Un paese sarà tanto più maturo quanto saprà fare a meno dei suoi "angeli custodi". Protezione ed emergenza si fondano anche sull'assenza di prevenzione. L'Italia che sta franando non ha forse più bisogno di una miriade di microinterventi da realizzare a livello comunitario che non il Ponte sullo stretto? Non ha forse più bisogno di riassestare tutte le istituzioni scolastiche che non giocarsi mezza finanziaria in bombardieri? Non ha forse bisogno che venga ristabilita l'ICI per dare risorse agli amministratori costretti ormai a mendicare?
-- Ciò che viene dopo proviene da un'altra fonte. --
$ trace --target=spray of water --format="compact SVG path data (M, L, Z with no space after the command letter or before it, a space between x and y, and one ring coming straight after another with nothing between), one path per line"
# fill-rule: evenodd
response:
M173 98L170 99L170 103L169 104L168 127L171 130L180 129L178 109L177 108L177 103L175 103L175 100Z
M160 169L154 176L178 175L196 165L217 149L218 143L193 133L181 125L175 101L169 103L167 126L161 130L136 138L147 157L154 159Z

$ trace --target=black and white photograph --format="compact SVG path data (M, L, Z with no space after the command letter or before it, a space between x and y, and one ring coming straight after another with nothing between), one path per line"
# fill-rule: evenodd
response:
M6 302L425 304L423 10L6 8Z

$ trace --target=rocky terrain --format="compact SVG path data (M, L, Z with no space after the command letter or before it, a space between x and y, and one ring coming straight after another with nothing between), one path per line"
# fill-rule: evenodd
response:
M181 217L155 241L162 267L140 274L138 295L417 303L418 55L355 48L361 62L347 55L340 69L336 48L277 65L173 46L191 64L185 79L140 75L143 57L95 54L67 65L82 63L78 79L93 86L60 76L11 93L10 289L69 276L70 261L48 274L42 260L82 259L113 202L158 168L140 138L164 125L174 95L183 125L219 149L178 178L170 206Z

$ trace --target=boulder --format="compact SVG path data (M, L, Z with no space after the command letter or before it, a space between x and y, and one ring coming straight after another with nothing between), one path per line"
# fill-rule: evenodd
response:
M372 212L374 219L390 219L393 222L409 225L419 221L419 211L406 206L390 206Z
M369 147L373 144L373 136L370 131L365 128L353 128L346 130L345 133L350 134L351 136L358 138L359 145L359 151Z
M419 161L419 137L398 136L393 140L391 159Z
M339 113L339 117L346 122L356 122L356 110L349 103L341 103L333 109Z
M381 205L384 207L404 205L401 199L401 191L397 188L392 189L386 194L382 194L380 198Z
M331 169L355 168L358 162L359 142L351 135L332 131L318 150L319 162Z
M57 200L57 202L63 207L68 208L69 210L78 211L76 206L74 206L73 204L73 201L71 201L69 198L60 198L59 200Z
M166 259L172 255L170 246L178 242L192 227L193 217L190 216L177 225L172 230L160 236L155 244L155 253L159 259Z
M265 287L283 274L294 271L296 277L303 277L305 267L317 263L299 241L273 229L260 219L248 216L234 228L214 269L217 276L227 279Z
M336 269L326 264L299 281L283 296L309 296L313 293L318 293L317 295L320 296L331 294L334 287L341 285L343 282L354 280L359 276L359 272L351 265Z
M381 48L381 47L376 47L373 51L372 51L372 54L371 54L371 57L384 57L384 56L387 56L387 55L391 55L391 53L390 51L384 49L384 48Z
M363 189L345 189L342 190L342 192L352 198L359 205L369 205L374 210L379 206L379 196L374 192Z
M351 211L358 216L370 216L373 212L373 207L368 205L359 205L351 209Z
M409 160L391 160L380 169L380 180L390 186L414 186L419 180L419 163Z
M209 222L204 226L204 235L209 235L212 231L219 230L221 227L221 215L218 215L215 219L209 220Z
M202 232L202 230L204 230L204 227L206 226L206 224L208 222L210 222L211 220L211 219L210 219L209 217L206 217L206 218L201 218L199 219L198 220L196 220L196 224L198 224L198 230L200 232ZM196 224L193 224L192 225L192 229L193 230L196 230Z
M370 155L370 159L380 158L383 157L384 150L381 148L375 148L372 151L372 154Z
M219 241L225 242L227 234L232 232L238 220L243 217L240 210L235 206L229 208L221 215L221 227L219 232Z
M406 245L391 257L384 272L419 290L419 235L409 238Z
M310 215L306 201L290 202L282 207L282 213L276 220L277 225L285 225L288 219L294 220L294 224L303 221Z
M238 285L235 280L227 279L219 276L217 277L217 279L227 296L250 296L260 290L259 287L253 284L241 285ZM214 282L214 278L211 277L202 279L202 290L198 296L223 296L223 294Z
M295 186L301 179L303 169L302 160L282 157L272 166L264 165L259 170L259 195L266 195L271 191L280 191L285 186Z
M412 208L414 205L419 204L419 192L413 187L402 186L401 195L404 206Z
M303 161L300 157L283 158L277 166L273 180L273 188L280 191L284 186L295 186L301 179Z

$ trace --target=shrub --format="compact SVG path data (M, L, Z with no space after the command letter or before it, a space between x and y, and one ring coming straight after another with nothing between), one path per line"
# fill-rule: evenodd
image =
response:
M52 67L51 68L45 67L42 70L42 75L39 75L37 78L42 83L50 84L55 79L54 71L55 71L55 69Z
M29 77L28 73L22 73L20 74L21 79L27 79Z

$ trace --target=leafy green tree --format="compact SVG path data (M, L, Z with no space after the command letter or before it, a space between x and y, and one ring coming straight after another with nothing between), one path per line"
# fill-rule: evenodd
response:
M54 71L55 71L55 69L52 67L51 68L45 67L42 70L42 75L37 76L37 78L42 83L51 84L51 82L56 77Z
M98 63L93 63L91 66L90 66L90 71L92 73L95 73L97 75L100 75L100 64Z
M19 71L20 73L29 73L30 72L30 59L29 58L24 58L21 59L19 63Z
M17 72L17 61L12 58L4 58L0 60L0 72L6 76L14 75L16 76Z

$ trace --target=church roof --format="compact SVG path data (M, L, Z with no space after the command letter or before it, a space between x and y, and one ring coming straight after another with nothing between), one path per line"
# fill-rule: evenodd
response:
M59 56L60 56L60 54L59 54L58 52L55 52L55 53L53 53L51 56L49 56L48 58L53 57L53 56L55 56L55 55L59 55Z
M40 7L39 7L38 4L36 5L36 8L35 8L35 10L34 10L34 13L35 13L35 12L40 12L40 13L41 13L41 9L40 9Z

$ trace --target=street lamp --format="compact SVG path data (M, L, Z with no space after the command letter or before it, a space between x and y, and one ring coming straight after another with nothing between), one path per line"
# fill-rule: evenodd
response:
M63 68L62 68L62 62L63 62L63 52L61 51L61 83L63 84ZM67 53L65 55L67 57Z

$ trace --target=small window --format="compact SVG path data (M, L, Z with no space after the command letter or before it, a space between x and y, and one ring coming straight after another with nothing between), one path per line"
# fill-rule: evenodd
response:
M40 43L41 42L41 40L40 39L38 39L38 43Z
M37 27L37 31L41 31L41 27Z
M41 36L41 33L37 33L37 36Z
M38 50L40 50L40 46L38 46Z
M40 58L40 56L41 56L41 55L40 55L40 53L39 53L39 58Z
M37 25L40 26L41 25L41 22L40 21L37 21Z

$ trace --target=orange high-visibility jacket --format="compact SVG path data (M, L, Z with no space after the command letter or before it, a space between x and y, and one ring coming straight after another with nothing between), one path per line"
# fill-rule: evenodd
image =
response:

Infine l' ideologia del fare ben descritta da Ilvo Diamanti. Un fare spesso senza pensiero, visione comune, orizzonte. Che ti costruisce Aquila 2 con tanto di laghetto ed ochette ed abbandona a se stesso il centro storico che fu sia di Celestino V° che di Giuseppe Mazzini. Un fare.....gli affari propri. Tant'è che tangentopoli fu più etica. Almeno s'incameravano quattrini per i partiti, per strutture comunque collettive. Oggi lo si fa per se stessi.

Quindi le 3 nostre parole: relazione, assieme, pensiero. Ben consci d' essere tacciati per parolai. Ma è stato solo dopo anni di "tentate relazioni " parolaie che s'è arrivati ad una specie di accordo in Darfur. Buone relazioni, quindi, a seguito dell'emergenza al fine di riconoscere le peculiarità di quella/e terra/e per cooperare, scambiare, studiare, visitare. Ricominciare. Si chiamino Abruzzo, Haiti o Sudan. La relazione vera inizia a riflettori spenti e sono a tempo indeterminato come abbiamo tentato di scrivere ne la Carta di Trento. L'emergenza "umilia e corrompe" sempre e nonostante; l'importante è farlo a livello minimo. La relazione "conosce e riconosce" dignità. La prima è breve e la seconda è per sempre. La prima si alimenta con molte risorse private sull'onda dell'emozione mentre la seconda dovrebbe fare affidamento a risorse pubbliche sull'onda della programmazione.

Assieme. Seconda parola. In via d'estinzione? V'è sempre più una "fatica di condivisione". Eppure, anche per l'ottavo Obiettivo del Millennio sembra non esservi alternativa che al "fare sistema", che alla politica, al rafforzamento sia delle Istituzioni nazionali che Internazionali. L'individualismo di chi s'è "fatto da se" è irriverente non solo verso il parlamentarismo ma verso ogni forma di associazionismo, collettivismo, pensiero multiplo e complesso. Che, guarda caso, è la terza parola. Tornare a pensare. Tornare alle premesse di una visione comune. Solo così potremo forse evitare il tifo che sempre più caratterizza la politica e gli slogan. Dal "senza se e senza ma" ad "alcun compromesso" consci che dovremo tentare di riconoscere le "ragioni ultime" che motivano l'altro.